1.2 zlib のビルド・インストール

zlib の tarball を展開した先のディレクトリにて、
$ make -f win32/Makefile.gcc
とし、Windows/gcc 環境用の Makefile を用いて make します。インストールの際は以下のように、事前に INCLUDE_PATH、LIBRARY_PATH の環境変数を定義する必要があります。
$ export INCLUDE_PATH=/usr/local/include
$ export LIBRARY_PATH=/usr/local/lib
$ make -f win32/Makefile.gcc install
以上で準備は完了です。

2. Kyoto Cabinet core library のビルド・インストール

g++ に渡すオプションを、以下のとおり定義します。
$ export CPPFLAGS=-D_WIN32_WINNT=0x0501
あとは、kyotocabinet の tarball 展開先ディレクトリにて、
$ ./configure
$ make
$ make check
$ make install
として、ビルド&インストールが完了します。

3. Kyoto Cabinet Java バインディングのビルド・インストール

3.1 準備

Kyoto Cabinet Java バインディングをビルドする前に、JDK をインストールした先のディレクトリの情報を MSYS の fstab ファイルに追記する必要があります。

fstab ファイルは、(MinGW のインストールルート)\msys\1.0\etc ディレクトリに配置されています。

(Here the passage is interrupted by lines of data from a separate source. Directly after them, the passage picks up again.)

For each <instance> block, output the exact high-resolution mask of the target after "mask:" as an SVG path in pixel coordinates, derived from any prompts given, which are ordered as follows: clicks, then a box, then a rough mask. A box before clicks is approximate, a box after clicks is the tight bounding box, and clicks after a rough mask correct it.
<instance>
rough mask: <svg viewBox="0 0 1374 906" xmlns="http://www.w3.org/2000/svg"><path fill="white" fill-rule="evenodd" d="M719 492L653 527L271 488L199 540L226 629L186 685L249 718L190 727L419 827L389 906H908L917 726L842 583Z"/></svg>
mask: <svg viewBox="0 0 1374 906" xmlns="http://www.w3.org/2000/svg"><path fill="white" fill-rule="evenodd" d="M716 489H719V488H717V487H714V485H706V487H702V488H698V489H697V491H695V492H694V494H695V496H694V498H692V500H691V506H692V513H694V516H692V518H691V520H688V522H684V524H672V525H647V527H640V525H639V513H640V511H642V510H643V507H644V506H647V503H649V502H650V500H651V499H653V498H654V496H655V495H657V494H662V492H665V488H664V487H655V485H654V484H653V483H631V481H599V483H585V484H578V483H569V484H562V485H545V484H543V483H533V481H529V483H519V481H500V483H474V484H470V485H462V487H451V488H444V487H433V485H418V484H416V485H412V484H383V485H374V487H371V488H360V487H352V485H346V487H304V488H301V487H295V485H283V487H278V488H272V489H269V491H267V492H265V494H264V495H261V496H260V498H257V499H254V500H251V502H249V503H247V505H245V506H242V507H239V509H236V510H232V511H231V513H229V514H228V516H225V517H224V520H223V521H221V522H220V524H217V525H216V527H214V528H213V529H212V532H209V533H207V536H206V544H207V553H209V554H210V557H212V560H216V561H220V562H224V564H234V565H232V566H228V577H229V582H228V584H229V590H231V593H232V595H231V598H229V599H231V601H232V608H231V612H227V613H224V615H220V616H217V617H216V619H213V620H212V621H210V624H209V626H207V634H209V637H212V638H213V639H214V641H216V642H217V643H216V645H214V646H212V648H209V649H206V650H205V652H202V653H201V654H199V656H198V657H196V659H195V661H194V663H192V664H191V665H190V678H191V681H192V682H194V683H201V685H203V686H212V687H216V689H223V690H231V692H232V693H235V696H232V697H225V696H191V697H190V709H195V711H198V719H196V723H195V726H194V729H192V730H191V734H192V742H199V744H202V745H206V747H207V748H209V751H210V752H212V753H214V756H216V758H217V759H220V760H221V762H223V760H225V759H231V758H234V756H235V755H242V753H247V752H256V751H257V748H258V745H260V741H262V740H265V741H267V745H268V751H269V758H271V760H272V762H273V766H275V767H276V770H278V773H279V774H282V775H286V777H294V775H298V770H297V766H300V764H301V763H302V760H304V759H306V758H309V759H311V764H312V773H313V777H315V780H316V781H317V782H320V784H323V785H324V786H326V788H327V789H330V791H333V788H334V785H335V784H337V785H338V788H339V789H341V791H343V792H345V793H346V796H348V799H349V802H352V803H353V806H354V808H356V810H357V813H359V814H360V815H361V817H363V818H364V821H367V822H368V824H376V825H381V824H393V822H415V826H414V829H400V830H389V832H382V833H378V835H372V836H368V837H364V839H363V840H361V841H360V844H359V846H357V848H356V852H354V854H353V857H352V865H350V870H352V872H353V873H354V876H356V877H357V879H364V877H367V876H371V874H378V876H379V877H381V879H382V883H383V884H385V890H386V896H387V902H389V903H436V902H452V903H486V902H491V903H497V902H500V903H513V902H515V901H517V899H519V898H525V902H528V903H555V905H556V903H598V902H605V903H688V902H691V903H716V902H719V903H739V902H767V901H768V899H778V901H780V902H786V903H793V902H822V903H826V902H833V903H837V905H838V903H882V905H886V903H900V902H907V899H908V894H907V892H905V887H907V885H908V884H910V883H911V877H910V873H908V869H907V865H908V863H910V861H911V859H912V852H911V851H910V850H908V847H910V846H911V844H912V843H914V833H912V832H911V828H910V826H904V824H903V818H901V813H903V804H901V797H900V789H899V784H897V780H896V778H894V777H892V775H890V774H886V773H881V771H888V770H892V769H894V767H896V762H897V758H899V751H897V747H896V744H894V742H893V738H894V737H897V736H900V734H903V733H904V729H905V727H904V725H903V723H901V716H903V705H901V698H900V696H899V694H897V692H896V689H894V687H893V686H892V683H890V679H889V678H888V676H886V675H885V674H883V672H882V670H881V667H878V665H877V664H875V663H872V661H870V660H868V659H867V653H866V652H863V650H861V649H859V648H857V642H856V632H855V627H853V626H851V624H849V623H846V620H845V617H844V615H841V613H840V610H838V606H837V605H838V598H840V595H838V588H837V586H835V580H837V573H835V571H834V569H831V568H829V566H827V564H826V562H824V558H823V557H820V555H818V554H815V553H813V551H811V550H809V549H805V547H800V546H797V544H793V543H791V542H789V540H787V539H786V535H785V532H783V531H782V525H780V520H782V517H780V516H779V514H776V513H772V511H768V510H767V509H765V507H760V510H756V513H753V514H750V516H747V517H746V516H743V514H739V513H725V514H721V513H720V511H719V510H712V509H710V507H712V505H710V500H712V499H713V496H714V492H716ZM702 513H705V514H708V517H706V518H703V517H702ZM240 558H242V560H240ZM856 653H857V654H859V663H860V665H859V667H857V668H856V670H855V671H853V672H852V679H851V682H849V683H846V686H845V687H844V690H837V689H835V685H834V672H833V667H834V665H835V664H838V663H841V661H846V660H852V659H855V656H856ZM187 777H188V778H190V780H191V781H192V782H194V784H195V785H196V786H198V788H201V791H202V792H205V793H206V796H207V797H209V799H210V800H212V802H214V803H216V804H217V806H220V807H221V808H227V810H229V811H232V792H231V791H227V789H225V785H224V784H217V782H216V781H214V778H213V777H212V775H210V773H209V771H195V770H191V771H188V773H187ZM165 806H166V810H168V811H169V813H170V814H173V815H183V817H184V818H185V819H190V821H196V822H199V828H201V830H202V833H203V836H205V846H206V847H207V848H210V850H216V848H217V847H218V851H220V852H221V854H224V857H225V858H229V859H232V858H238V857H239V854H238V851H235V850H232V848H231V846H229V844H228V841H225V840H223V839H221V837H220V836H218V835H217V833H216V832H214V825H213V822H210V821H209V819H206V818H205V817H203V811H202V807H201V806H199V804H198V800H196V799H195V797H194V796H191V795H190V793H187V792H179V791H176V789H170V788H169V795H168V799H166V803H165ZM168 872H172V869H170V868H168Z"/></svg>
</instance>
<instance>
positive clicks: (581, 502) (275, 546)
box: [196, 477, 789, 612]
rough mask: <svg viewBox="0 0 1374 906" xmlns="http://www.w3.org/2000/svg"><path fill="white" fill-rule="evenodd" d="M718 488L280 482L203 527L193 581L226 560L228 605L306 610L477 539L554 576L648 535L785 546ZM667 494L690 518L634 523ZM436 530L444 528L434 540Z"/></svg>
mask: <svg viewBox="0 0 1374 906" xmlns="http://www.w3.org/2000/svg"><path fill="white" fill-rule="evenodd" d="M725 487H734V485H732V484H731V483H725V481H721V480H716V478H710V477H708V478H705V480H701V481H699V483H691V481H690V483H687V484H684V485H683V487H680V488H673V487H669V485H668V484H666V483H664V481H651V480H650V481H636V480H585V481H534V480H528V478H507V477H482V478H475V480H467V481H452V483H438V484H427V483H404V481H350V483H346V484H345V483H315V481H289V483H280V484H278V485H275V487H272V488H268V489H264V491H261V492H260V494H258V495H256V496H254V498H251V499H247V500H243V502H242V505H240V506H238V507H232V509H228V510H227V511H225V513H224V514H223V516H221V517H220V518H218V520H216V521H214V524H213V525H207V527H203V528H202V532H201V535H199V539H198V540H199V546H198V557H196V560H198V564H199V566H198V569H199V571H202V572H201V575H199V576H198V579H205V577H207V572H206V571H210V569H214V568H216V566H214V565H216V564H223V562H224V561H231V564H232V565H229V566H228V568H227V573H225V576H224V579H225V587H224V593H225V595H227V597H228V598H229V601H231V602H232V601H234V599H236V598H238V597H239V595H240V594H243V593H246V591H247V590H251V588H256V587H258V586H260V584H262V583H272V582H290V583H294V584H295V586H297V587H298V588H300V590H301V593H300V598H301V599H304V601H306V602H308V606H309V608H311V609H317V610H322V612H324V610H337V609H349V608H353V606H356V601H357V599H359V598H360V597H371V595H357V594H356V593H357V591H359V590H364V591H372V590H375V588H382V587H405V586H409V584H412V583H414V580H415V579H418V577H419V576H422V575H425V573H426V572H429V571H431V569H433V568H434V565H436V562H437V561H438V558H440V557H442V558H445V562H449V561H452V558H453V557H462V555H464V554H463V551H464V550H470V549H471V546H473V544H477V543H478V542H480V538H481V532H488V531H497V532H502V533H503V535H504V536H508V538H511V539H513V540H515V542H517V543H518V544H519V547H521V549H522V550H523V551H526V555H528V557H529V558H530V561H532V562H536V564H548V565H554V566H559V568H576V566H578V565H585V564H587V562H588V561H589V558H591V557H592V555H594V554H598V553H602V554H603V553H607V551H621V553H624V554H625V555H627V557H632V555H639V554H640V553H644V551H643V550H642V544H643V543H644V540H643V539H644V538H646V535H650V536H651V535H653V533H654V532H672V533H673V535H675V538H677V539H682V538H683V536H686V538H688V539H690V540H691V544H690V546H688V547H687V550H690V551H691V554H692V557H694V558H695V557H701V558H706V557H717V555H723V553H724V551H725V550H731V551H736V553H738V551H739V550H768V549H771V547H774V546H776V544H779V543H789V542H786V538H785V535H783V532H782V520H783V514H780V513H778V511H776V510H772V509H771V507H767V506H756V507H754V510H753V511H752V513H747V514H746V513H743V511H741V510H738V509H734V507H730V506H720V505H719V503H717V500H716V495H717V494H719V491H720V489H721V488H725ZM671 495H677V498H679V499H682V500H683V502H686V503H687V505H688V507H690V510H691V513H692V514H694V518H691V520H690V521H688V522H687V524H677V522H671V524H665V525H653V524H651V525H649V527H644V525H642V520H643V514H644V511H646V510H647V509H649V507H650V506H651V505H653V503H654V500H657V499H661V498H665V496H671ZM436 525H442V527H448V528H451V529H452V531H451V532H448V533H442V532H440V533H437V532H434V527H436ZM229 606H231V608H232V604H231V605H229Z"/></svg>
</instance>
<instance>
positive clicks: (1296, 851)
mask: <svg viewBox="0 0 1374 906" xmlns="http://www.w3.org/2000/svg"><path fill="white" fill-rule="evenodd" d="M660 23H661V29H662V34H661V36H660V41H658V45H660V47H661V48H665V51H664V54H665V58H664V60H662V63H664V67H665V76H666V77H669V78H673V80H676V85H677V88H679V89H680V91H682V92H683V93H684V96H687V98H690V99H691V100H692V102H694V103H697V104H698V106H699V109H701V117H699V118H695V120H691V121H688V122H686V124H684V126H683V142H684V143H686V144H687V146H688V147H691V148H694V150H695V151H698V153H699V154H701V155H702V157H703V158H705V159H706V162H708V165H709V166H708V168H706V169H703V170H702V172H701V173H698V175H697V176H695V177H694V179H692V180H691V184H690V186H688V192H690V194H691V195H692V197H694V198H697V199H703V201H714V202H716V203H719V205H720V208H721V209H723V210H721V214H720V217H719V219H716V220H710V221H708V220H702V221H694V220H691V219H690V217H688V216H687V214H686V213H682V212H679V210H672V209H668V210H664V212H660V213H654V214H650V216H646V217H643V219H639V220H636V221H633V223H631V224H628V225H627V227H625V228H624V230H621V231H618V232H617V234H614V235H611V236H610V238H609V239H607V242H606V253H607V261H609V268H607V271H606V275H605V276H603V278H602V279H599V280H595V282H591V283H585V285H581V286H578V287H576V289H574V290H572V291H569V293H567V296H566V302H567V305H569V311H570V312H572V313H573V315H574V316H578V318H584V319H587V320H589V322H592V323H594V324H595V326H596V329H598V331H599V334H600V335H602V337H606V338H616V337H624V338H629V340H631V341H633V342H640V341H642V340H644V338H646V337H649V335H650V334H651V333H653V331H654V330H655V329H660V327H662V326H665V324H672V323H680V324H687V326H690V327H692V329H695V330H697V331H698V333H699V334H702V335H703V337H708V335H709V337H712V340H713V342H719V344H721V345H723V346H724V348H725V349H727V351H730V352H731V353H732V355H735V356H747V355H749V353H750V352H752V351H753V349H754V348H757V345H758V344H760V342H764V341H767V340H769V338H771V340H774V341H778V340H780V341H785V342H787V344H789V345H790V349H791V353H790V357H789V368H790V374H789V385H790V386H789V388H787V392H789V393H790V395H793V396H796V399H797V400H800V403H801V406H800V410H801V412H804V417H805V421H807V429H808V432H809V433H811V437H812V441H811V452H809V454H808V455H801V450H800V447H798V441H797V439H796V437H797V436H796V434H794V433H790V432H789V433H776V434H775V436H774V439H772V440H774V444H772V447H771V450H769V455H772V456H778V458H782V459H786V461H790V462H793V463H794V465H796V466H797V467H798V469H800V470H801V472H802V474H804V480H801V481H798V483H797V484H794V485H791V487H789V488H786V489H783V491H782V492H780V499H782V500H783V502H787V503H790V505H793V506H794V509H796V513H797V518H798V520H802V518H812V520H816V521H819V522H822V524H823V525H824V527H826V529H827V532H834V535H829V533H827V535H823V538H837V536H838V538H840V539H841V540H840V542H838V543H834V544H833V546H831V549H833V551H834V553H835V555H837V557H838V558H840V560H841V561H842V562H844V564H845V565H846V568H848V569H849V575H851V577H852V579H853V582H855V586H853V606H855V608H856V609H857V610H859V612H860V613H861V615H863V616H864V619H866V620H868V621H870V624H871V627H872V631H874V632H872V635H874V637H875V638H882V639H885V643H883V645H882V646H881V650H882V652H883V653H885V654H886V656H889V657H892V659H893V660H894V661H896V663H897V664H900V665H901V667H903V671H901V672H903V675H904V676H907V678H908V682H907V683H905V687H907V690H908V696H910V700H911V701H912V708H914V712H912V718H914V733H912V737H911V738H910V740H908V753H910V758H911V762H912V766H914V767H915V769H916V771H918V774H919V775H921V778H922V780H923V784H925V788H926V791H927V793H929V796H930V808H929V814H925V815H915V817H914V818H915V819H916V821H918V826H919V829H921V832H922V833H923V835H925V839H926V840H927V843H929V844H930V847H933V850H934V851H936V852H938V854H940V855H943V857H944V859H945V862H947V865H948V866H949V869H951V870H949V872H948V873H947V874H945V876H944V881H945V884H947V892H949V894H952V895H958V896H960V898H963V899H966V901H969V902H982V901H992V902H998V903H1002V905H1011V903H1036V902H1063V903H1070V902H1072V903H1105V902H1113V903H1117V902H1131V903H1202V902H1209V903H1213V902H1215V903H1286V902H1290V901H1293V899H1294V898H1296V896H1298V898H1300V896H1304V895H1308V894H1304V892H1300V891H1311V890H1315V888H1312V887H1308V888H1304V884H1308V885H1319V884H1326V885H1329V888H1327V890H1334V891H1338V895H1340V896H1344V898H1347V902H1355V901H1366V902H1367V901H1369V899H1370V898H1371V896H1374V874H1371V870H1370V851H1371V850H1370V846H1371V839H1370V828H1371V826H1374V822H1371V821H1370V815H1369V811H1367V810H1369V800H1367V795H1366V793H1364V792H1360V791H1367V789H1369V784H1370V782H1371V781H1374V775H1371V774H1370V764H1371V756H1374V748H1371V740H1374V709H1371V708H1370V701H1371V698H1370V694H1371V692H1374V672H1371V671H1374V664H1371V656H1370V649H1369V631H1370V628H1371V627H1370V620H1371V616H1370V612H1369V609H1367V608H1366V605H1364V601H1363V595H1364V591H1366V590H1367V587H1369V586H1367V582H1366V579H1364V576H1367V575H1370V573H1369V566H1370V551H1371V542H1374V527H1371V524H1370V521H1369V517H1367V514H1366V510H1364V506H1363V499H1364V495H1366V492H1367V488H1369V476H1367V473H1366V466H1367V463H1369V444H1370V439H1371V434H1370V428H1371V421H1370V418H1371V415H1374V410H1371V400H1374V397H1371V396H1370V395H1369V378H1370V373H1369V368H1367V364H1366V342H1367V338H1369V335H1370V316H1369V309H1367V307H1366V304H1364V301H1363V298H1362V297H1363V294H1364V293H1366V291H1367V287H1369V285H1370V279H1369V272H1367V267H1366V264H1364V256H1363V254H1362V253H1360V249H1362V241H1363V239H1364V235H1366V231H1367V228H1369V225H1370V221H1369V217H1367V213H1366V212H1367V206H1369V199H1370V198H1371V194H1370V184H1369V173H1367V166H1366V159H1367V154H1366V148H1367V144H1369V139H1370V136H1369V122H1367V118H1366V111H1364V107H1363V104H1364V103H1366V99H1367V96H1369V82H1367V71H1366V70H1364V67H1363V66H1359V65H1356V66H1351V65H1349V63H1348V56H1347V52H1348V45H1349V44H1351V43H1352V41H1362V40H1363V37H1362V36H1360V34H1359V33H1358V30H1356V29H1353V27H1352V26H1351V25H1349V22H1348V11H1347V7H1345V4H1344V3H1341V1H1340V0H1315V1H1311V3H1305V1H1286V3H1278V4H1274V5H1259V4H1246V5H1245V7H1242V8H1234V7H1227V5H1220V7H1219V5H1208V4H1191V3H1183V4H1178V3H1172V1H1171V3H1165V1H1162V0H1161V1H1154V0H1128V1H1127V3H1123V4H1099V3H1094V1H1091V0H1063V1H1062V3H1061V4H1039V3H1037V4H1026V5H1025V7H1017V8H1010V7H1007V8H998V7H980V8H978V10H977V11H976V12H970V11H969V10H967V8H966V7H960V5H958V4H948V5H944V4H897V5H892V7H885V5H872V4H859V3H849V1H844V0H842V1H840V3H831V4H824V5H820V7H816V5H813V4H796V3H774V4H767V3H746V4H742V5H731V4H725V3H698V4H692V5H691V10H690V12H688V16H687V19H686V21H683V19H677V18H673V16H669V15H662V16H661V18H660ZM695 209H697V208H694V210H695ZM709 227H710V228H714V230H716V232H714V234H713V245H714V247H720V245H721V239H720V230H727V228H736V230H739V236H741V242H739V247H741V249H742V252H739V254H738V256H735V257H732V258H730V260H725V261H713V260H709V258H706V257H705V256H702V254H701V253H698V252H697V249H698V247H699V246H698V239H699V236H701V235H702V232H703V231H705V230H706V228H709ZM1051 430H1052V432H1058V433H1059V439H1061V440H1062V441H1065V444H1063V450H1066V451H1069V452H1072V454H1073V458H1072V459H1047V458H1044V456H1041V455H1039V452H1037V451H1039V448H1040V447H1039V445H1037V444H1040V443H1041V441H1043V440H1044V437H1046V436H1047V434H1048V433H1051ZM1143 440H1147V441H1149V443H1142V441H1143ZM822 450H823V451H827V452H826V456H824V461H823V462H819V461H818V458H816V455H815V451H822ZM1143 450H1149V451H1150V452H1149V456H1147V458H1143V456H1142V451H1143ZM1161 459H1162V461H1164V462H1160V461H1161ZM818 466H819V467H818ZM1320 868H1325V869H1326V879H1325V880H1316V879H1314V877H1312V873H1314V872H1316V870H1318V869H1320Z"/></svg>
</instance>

以下は、"C:\Program Files\Java" ディレクトリに JDK をインストールした場合の追記内容の例です。
C:\Progra~1\Java\jdk1.6.0_18 /java
上記のように、JDK をインストールした先のパスの途中に空白を含むディレクトリが存在する場合、チルダ ~ を使ってそのディレクトリ名を表記する必要があるようです(ダブルクォーテーションで括っても、MSYS は認識してくれません)。

3.2 ビルド&インストール

./configure を実行する前に、環境変数 JAVA_HOME を定義し (直し) ます。
$ export JAVA_HOME=/java
JAVA_HOME を定義したら kyotocabinet-java の tarball 展開先で
$ ./configure
とします。./configure が完了したら、出力された Makefile を一部修正します。以下のようにターゲット libjkyotocabinet.so.$(LIBVER).$(LIBREV).0 の内容に、jkyotocabinet.dll を生成するためのコマンドを追記します。
libjkyotocabinet.so.$(LIBVER).$(LIBREV).0 : $(LIBOBJFILES)
 $(CXX) $(CXXFLAGS) -shared -Wl,-soname,libjkyotocabinet.so.$(LIBVER) -o $@ \
   $(LIBOBJFILES) $(LDFLAGS) $(LIBS)
 ##### 以下の2行を追記する #####
 $(CXX) $(CXXFLAGS) -shared -Wl,--kill-at -Wl,-soname,jkyotocabinet.dll -o jkyotocabinet.dll \
   $(LIBOBJFILES) $(LDFLAGS) $(LIBS)
本来なら CPPFLAGS などの環境変数で解決したい内容なのですが、何故か kyotocabinet-java の ./configure では環境変数が反映されないようなので、やむを得ずこのような work around をしています。さて、Makefile の編集が終わったところで、
$ make
$ make check
とします。なお、make check は
make DBNAME="*" RNUM="10000" check-each
のテストの実行時にエラーになってしまうようです。この問題はまだ解消できていませんが、普通に利用する分には支障はないのかな、と思います。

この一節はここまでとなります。